Parce qu’on n’a pas fixé les bonnes priorités. Chaque année, la lutte contre le cannabis coûte 568 millions d’euros et seuls 9 millions vont à la prévention. Quand 20% d’une génération consomme, on ne peut consacrer si peu à expliquer les enjeux de cette consommation. La priorité absolue est que les moins de 18 ans consomment le moins possible et soient avertis, éduqués. Or, dans les écoles, on ne parle pas de cannabis.

  • La légalisation peut-elle être une solution pour contrôler la qualité des produits et réinsérer les petits trafiquants en en faisant des vendeurs légaux?

Dans les pays où le cannabis a été légalisé, la délinquance et la consommation des moins de 18 ans ont baissé.
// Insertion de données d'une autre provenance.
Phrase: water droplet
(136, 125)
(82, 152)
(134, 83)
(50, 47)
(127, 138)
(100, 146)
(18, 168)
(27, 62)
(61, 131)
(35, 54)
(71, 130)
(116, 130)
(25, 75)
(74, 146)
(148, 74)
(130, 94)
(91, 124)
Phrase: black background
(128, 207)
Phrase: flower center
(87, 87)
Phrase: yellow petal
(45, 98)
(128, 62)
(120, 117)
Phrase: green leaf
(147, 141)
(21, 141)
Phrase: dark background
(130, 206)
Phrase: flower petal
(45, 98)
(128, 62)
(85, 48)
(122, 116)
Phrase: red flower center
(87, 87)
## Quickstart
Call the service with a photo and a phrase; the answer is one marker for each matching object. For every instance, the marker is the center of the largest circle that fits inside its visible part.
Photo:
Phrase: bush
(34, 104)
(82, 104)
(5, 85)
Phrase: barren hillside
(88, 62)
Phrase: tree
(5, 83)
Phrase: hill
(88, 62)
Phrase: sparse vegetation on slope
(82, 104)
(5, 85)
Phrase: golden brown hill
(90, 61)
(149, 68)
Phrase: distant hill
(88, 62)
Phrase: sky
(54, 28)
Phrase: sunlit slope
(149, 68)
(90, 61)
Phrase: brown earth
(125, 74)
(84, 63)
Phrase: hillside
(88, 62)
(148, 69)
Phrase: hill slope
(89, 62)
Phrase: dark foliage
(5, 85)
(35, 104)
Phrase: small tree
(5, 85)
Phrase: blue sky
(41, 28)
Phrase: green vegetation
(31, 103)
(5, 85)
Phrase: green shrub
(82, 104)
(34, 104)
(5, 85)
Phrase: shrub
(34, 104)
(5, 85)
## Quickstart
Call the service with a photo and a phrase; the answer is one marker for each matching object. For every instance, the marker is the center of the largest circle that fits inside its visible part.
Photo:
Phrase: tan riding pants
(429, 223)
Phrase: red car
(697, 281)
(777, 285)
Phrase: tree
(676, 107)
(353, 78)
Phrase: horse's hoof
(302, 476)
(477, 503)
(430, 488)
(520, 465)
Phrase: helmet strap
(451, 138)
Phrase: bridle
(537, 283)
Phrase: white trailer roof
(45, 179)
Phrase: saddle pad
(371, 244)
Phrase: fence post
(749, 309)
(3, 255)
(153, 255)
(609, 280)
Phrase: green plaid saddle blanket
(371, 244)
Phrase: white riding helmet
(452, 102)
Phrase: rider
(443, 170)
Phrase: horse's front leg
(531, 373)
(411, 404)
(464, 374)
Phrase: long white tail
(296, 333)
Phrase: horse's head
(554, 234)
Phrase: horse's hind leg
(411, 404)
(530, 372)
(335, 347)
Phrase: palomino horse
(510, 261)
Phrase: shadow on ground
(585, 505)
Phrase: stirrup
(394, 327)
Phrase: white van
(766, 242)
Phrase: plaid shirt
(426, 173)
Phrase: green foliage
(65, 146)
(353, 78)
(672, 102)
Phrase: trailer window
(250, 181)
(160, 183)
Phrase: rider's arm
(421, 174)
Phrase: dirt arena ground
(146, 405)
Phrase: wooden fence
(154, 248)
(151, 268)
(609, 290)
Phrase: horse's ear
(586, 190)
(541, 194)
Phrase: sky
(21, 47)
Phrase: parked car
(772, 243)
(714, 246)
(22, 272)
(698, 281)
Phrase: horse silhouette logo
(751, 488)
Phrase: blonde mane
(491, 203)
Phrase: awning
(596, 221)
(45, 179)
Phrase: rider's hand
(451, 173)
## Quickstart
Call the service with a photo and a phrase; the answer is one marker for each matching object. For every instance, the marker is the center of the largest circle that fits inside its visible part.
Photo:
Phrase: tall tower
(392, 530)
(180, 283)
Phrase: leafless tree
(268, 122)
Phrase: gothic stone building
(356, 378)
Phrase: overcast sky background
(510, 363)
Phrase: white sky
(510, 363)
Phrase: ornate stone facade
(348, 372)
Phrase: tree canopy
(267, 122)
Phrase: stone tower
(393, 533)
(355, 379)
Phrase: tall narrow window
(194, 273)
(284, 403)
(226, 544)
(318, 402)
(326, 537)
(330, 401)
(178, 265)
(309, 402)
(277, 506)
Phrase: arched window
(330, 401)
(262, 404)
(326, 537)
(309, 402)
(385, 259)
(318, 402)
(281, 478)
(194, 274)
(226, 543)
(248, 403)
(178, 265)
Mais la légalisation n’est pas la seule option. La transition, à travers les consommations alternatives telles que le CBD [molécule du chanvre sans effet stupéfiant et donc autorisée, ndlrl, qui s’est beaucoup développé à l’échelle européenne, en est une autre.

On ne va pas annihiler la consommation de cannabis, mais on peut la contrôler. Que les moins de 18 ans puissent être mieux prévenus et que les plus de 18 ans sachent ce qu’ils achètent. C’est un vrai sujet de santé publique.


Frédéric Péguillan – Télérama N° 3696 – 14/20 Novembre 2020.